I love that even in 2016-- with all the new companies and platforms and wars, and desktops arguably being the least important battleground-- we can still have an old-fashioned bitter Mac-vs-PC argument thread once in a while, with all the swearing and name-calling, just like when I was on Slashdot in 2003. I love it.
Not just Slashdot in 2003. Also Slashdot in 1998, Hacker News in 2008, Usenet in 1988, and all throughout the intervening years and back to the very dawn of recorded history. Sumerians were exchanging angry commentary written on their clay tablets about the virtues of Microsoft, IBM, and Apple computers in the Euphrates swamps six thousand years ago.
Meh, I don't think this is the same. Back then, the PC mainstream looked at Apple buyers like a rabble of fanboys who didn't know what they were buying. And indeed a lot of them were exactly that: artists, musicians and schoolteachers overpaying for hardware in order to get the superior MacOS experience.

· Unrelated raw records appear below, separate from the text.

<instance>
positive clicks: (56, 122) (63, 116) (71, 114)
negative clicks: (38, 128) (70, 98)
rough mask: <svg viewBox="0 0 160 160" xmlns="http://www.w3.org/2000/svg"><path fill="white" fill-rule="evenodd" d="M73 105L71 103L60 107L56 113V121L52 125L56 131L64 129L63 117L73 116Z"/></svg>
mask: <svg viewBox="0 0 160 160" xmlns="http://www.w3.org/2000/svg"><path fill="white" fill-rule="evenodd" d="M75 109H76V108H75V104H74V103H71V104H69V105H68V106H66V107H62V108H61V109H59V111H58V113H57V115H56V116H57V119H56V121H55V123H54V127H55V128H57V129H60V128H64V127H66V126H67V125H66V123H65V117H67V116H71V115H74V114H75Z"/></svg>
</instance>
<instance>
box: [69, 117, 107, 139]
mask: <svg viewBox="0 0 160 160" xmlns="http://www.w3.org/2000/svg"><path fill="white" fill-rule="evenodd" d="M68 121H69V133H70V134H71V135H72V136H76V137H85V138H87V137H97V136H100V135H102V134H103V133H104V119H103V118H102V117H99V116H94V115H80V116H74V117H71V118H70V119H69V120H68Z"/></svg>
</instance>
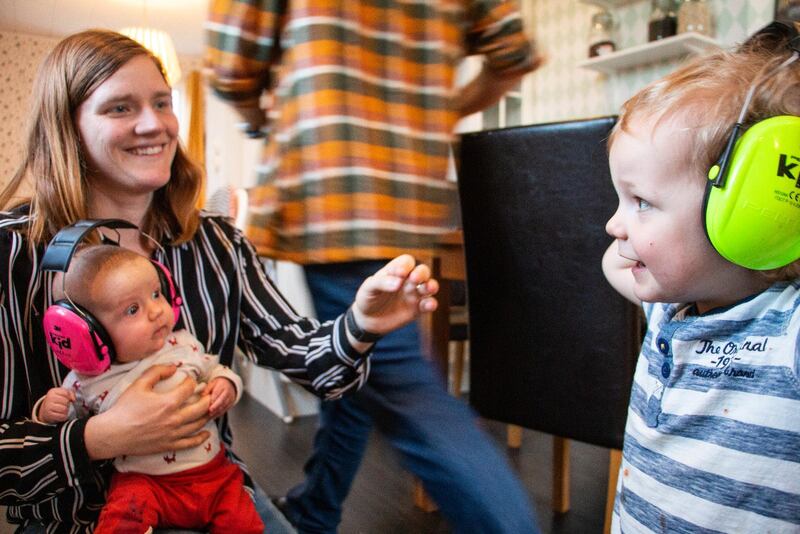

Today, the mainstream in tech circles is a mob of disgruntled Apple buyers that Cupertino spent decades courting and accumulating with bold moves (like the MBA and the MBPR), who now don't see a reason to stick around. It's a bad trend for Apple.
I'm glad someone made this comment, although I confess I stopped reading the whole thread after the comment count went above 700 or so, so for all I know there is another like it in the dogpile here.
There is something about this topic that really gets the comments going, and I wonder what it is.
It's not just Apple vs. Microsoft. It is also Apple vs. what Apple should have done, or Microsoft vs. what its competitors are doing.
I propose that a simple A vs. B discussion isn't enough to provoke all this. Today's Apple announcement is being taken as a kind of indirect referendum on the future of nerd-friendly high-end computing hardware as a whole. As you point out, the waning significance of this question (with the rise of phones and tablets) has caused a lot of anxiety out there!
I love that even in 2016-- with all the new companies and platforms and wars, and desktops arguably being the least important battleground-- we can still have an old-fashioned bitter Mac-vs-PC argument thread once in a while, with all the swearing and name-calling, just like when I was on Slashdot in 2003. I love it.